Photograph by Mike Fuentes/Bloomberg

A help wanted sign at the restaurant in Miami Beach, Florida.

Written by Alex Kowalski

The labor market may be perking up, a report from ADP Employer Services suggested today.

Then again, maybe it’s not.

Private employers added 162,000 workers in September, according to the Roseland, New Jersey-based firm. That’s more than economists surveyed by Bloomberg were predicting.

The ADP figures are scrutinized for clues to the Labor Department’s payrolls report, released two days later. Friday’s figures will be the next-to-last official snapshot of the job market before the Nov. 6 election.

One caveat: the two reports are based on different samples.

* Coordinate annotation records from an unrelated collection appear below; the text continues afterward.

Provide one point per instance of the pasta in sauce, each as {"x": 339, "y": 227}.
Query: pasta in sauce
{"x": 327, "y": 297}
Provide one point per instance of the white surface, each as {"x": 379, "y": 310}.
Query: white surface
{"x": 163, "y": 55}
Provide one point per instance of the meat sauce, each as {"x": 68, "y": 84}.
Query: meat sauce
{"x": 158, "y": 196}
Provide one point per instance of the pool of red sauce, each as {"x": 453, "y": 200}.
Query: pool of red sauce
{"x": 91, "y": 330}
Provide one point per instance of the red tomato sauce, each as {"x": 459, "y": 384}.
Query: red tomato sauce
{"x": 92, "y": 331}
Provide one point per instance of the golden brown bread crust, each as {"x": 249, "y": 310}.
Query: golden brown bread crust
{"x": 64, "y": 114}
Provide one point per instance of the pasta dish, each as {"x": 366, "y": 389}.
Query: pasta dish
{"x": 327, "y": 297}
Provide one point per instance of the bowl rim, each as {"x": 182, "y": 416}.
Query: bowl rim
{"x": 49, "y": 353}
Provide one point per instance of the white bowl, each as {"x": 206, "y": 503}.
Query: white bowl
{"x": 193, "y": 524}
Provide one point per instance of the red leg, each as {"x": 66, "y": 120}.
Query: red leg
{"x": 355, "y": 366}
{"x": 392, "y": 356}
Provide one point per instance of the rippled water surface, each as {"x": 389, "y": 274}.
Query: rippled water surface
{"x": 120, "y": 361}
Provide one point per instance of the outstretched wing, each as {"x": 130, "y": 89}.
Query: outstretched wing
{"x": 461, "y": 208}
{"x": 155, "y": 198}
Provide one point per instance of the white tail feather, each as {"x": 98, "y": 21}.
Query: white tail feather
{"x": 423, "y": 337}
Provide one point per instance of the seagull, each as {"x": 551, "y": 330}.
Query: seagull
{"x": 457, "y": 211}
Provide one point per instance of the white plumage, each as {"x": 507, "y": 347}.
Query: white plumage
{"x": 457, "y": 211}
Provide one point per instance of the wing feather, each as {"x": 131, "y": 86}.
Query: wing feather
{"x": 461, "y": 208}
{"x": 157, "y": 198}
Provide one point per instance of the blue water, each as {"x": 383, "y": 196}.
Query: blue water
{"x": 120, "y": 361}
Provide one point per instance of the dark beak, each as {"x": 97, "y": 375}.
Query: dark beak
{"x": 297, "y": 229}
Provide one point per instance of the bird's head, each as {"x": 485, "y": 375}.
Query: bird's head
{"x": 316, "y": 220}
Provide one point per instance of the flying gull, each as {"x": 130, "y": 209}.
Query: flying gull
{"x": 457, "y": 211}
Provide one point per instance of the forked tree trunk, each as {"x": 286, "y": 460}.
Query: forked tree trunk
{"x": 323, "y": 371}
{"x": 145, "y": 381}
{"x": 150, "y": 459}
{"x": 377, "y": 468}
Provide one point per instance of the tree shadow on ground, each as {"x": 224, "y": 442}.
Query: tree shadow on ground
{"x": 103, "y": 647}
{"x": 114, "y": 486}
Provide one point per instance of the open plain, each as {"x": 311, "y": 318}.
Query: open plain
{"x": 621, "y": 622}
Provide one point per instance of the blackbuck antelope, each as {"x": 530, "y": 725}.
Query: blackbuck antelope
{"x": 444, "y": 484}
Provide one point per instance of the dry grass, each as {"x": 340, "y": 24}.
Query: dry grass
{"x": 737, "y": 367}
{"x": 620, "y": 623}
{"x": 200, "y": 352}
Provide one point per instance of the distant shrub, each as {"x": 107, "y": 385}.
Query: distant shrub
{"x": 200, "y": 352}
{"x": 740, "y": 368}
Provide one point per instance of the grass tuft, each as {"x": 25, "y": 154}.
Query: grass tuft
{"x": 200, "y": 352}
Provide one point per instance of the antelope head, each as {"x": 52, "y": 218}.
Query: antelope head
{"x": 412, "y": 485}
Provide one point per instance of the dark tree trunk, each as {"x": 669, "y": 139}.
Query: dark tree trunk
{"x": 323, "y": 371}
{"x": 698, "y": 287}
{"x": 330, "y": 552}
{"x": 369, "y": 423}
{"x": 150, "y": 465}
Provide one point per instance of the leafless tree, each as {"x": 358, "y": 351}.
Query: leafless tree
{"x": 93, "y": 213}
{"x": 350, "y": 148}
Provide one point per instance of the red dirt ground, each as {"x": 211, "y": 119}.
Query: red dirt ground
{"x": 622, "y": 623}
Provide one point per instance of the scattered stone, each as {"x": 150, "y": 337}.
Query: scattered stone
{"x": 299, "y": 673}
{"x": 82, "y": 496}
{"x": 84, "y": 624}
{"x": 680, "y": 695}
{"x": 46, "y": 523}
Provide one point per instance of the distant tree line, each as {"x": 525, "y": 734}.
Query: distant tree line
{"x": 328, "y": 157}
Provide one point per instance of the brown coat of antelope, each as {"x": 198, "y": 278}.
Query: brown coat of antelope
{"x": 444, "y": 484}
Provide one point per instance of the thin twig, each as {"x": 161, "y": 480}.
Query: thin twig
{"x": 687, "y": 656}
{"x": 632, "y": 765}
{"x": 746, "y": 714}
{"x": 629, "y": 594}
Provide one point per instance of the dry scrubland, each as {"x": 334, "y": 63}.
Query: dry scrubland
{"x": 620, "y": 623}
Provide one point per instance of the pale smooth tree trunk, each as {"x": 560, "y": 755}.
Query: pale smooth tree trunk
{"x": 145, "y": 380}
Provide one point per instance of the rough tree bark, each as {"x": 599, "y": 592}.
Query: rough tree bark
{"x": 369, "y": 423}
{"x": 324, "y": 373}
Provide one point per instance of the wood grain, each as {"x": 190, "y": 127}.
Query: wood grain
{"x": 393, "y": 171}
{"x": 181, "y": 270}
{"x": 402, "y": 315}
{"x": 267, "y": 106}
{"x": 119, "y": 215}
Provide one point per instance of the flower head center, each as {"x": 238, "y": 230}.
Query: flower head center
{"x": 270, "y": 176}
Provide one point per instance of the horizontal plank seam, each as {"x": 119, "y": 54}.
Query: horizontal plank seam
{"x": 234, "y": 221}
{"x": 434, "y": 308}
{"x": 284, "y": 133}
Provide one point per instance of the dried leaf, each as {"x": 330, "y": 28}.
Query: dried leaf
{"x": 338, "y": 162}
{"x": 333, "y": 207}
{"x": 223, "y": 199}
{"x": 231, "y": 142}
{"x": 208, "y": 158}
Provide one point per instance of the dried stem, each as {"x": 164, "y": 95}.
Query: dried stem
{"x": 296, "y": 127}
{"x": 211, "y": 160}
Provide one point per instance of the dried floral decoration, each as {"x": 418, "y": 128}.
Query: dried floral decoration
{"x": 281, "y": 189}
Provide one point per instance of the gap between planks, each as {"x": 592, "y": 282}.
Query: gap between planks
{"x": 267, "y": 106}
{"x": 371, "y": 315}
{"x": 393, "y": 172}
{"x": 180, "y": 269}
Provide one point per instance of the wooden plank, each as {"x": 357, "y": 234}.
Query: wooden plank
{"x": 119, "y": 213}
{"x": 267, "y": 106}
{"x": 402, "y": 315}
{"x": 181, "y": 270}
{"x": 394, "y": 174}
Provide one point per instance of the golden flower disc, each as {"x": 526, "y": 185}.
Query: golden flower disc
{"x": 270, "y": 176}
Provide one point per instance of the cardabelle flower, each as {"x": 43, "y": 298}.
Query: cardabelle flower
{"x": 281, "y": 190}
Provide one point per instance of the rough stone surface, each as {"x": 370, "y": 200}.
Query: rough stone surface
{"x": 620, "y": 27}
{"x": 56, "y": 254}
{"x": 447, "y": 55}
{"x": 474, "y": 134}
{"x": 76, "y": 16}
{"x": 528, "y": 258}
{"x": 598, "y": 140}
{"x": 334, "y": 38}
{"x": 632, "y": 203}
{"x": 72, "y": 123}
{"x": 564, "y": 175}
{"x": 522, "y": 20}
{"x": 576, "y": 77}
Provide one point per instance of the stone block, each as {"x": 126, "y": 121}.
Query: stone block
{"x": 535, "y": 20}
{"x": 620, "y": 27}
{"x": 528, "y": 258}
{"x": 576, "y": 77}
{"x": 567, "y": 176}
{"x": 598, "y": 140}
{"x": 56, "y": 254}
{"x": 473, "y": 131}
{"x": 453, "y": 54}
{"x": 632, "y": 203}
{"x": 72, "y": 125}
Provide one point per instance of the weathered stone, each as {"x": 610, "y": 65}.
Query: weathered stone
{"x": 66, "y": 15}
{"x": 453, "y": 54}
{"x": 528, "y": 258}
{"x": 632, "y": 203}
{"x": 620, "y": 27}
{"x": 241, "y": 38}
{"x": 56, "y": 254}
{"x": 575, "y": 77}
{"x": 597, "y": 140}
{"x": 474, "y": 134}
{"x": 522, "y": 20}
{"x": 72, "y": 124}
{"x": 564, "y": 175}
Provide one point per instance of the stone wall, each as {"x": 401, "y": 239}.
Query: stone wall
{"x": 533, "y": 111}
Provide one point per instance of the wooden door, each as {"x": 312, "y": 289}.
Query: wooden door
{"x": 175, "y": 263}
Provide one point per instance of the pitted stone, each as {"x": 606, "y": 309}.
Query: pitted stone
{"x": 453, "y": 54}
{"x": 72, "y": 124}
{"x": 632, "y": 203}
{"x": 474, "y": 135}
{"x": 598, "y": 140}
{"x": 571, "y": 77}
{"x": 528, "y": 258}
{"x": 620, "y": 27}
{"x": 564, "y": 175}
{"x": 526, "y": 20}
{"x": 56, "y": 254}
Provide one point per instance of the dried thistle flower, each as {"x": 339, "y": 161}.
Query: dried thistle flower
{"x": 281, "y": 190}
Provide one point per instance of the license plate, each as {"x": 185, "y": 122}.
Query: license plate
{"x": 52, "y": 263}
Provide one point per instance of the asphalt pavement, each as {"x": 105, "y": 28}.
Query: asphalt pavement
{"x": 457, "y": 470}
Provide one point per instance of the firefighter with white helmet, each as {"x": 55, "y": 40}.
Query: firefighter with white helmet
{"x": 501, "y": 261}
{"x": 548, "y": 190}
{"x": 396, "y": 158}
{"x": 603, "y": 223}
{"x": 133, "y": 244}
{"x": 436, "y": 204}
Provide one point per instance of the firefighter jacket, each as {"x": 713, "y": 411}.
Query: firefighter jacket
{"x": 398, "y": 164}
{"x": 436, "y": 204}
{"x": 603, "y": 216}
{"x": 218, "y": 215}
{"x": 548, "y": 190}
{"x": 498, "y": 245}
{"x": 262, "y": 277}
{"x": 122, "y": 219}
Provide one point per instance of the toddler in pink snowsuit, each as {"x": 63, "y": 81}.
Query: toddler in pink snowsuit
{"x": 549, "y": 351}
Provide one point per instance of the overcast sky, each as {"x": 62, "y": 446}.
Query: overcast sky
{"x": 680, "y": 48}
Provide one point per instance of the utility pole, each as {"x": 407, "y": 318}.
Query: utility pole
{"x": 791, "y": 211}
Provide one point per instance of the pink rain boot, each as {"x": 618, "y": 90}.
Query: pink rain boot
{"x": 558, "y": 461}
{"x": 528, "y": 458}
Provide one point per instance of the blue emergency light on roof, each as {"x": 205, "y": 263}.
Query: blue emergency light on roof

The Labor Department sends a survey each month to employers covering almost 500,000 work-sites asking for data on payrolls, hours and earnings. ADP analyzes payroll data from its clients.

So what do the ADP numbers tell you about what to expect on Friday?

The 162,000 ADP figure exceeds the 129,000 increase in private employment that economists are forecasting for the Labor Department report. Total employment, including government workers, probably climbed by 115,000, according to the median forecast.

Michael Carey, Credit Agricole CIB’s chief economist for North America, cautions that the ADP figures have an imperfect record of predicting the Labor Department’s numbers.

“Over the long term, there’s a relatively high correlation coefficient, but ADP’s performance recently has been off,” Carey said from New York. “If you go and change your forecast to take ADP into account, you’ll get it wrong. If you don’t change it, then you’ll get it wrong.”

While ADP’s figures parallel those released by the Labor Department fairly closely in the past decade (largely because they are subsequently revised to better match the government data), in the short run the two measures often go in different directions.

Just last month, the ADP reported that private employers added 201,000 workers in August — almost double the Labor Department’s figure of 103,000.

Forecasters might be better off sticking to their own projections. Economists surveyed by Bloomberg misprojected the government’s initial private payrolls release by an average of   46,000 in the 12 months ended in August, according to their median estimates. ADP was off by an average of 57,000.

Carey predicts the Labor Department report will show a total of 135,000 jobs were created in September. He raised his estimate from 125,000, but not because of the ADP report: data this week from the Institute for Supply Management showed manufacturing hiring was stronger than anticipated.

And even if the ADP numbers prove on Friday to be accurate predictors, they don’t indicate that employment is going strong, Carey said.

“The labor market is still sluggish,” he said.